Y es una pena que suceda esto ante un personaje tan interesante y del que se ha hablado muy poco en el cine como Juan Ramón Jiménez, por que cuenta con un guión bastante correcto cuya dirección no le hace justicia ni por asomo. Es cierto que se deja llevar por lugares comunes en su desarrollo, pero creo que, de todos los apartados que posee el film, este es el que se ve mas perjudicado por la caótica dirección, que se siente desganada ante un relato que pudo ser apasionante, y no alcanza este calificativo ni en sus mejores sueños (debido a un ritmo soporífero).
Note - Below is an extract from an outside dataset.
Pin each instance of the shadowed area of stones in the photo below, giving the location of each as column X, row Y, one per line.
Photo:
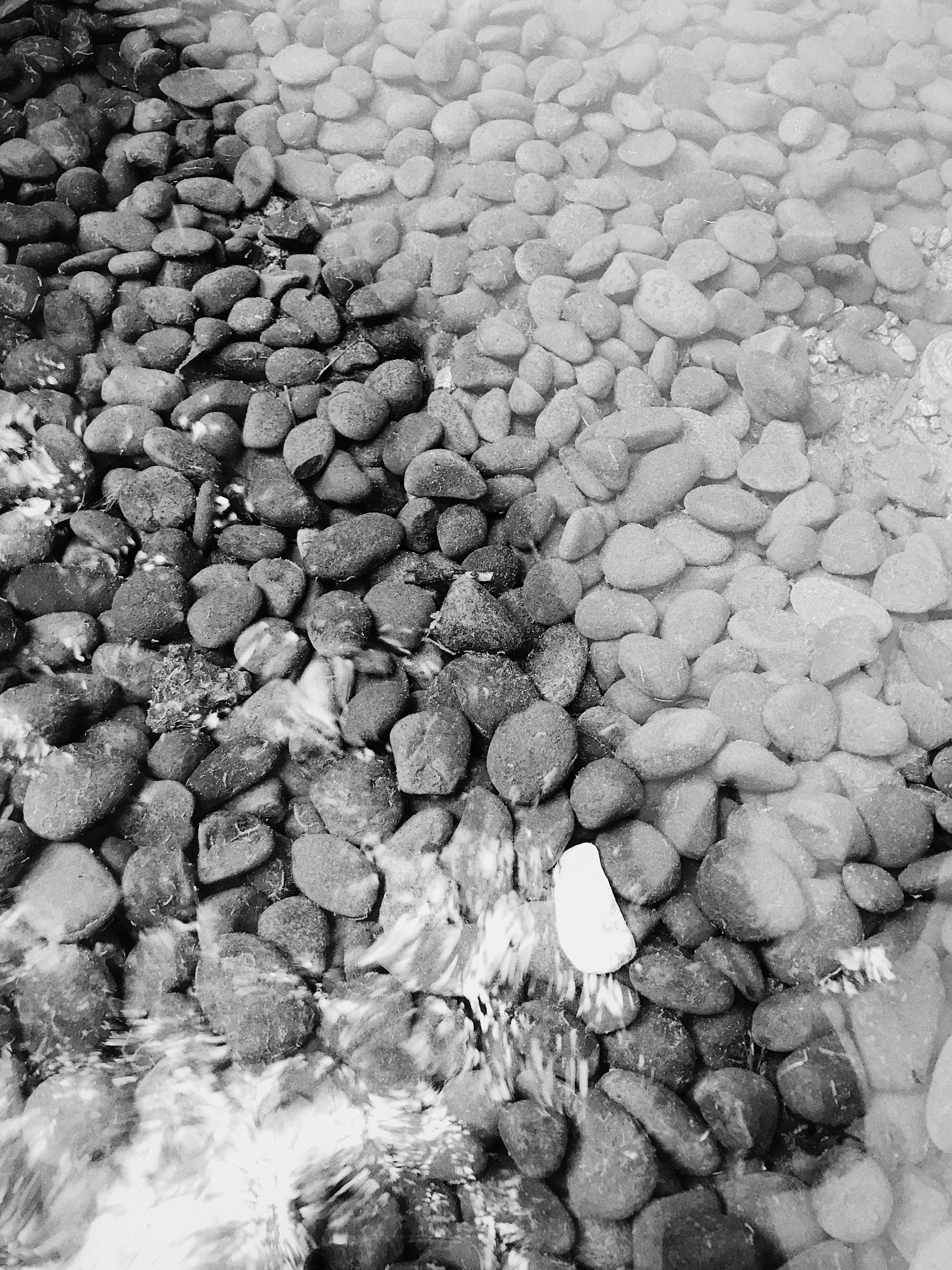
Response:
column 442, row 631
Lo dicho, el guión, sin ser nada del otro mundo, al menos cumple correctamente con sus personajes y con el desarrollo de la historia, pero el enfoque que se le ha dado al resto de la producción lo ha perjudicado hasta matarlo, prácticamente.

Algo a lo que tampoco ayuda una pésima dirección de actores, donde solo la veteranía consigue rescatar algo el desastroso trabajo que se ve tras la pantalla, y no creo que sea por que como intérpretes sean malos, sino por lo mal dirigidos que están, siendo el caso de Marc Clotet el mas perjudicado ante un personaje que le viene demasiado grande, y donde se nota que no se le ha exprimido lo suficiente el potencial que puede ofrecer este actor (cada vez que intenta seducir a una mujer es…sin comentarios), por no hablar de algunos secundarios que, así de sencillo, provocan la carcajada involuntaria (la enfermera, Rafael Alberti, los personajes con el peor acento francés que he escuchado en una película, las amantes…lo dicho, un no parar). Al menos, es un gusto que cada vez que aparecen Ana Fernández y Carlos Álvarez-Novoa, el film crezca como la espuma ante el buen hacer de estos veteranos, especialmente este último, que por fortuna protagoniza la segunda mitad del film, aguantando el peso del mismo como buenamente puede.

La luz con el tiempo dentro es un film mediocre, una película que no hace justicia, ni por asomos, a este personaje tan importante de la cultura española. Puede que muchos pongan la excusa que debido a su ínfimo presupuesto el film luzca así de cutre y narrado de forma soporífera, pero he aquí que un espectador ha visto producciones de alto calibre en producción cuando tenían un presupuesto cero, con resultados magistrales….y este no es el caso, dejando a entrever que su director descuida elementos tan importantes en el cine, y descuidando sobre todo el elemento mas importante del film: entretener y atrapar al espectador. Esta película no lo hace en ni un solo instante.